La tradizione non si è mai interrotta: era panettiere il bisnonno di Livia e Massimo, Giovanni Battista, così come i nonni Michele e Lucia.
È stato panettiere il papà, Domenico, che, appreso il mestiere, seppe però intuire la grande trasformazione del secondo Dopoguerra in Italia, quel “miracolo italiano” che portò alla ribalta nazionale un dolce della tradizione locale: il Panettone.
La cultura del pane - che era sempre stato prodotto nel laboratorio di Torre San Giorgio con le farine locali, il lievito naturale rinnovato di giorno in giorno nell’impasto e cotto nel forno a legna - fu alla base della svolta all’epoca della ripresa degli anni Cinquanta.
Fino a quel momento il pane aveva rappresentato la base della dieta italiana: proprio dal pane il Panettone trae nome e origine.
In pochi anni il consumo di dolci non fu più considerato un voluttuario appannaggio delle classi agiate, ma entrò nella vita quotidiana di molti.
Gli Albertengo arricchirono la loro produzione con dolci da forno della tradizione: dapprima torcetti e savoiardi, che venivano caricati al mattino presto sulla Giardinetta di Domenico per essere venduti ai negozi vicini.
L’insegna del negozio cambiò: “Panetteria – Pasticceria di Domenico Albertengo”; si producevano anche biscotti all’uovo, paste lievitate, fette biscottate.
Insieme a Domenico, all’epoca giovanissimo, c’era la moglie Caterina, che lo affiancava e credeva in lui e nei suoi progetti. Ancora oggi, da presidente, Caterina segue con occhio attento le scelte, la crescita dell’azienda e dei nipoti Giorgia e Amedeo, figli di Massimo e futuri eredi della Albertengo.
Nell’autunno del 1950, in vista del Natale, Domenico Albertengo iniziò a impastare i primi Panettoni: 300 chili.
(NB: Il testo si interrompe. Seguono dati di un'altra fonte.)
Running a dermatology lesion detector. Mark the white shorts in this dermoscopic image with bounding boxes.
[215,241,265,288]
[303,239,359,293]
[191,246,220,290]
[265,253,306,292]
Si era costruito una macchina apposta per farlo. L’anno successivo, sull’onda del successo dei primi, ne produsse cinque volte tanti, per 1500 chilogrammi complessivi.
Il Panettone piaceva: un articolo de La Domenica del Corriere del 18 dicembre 1960 metteva in luce come tutti i Panettoni che gli italiani mangiavano in un anno (13 milioni di chili), messi uno sopra l’altro, avrebbero raggiunto l’altezza del campanile di Giotto a Firenze. E soprattutto, nella graduatoria del consumo medio annuo nelle varie regioni, il Piemonte conquistava il primo posto (365 grammi pro capite) davanti a Lombardia (311 grammi) e Trentino Alto Adige (309 grammi).
La produzione di Panettoni, fino agli anni Sessanta, si svolse nella vecchia casa del nonno, nel centro di Torre San Giorgio e affiancò la panetteria.
Ma c’era un motto che distingueva Domenico Albertengo: “Nelle processioni o canti o porti la croce, se no ti manca il fiato. Le due cose insieme non le puoi fare”. Insomma, la filosofia di fondo era quella della specializzazione, così nel 1988 la produzione di Panettoni prese il sopravvento e Albertengo divenne un’azienda monoprodotto.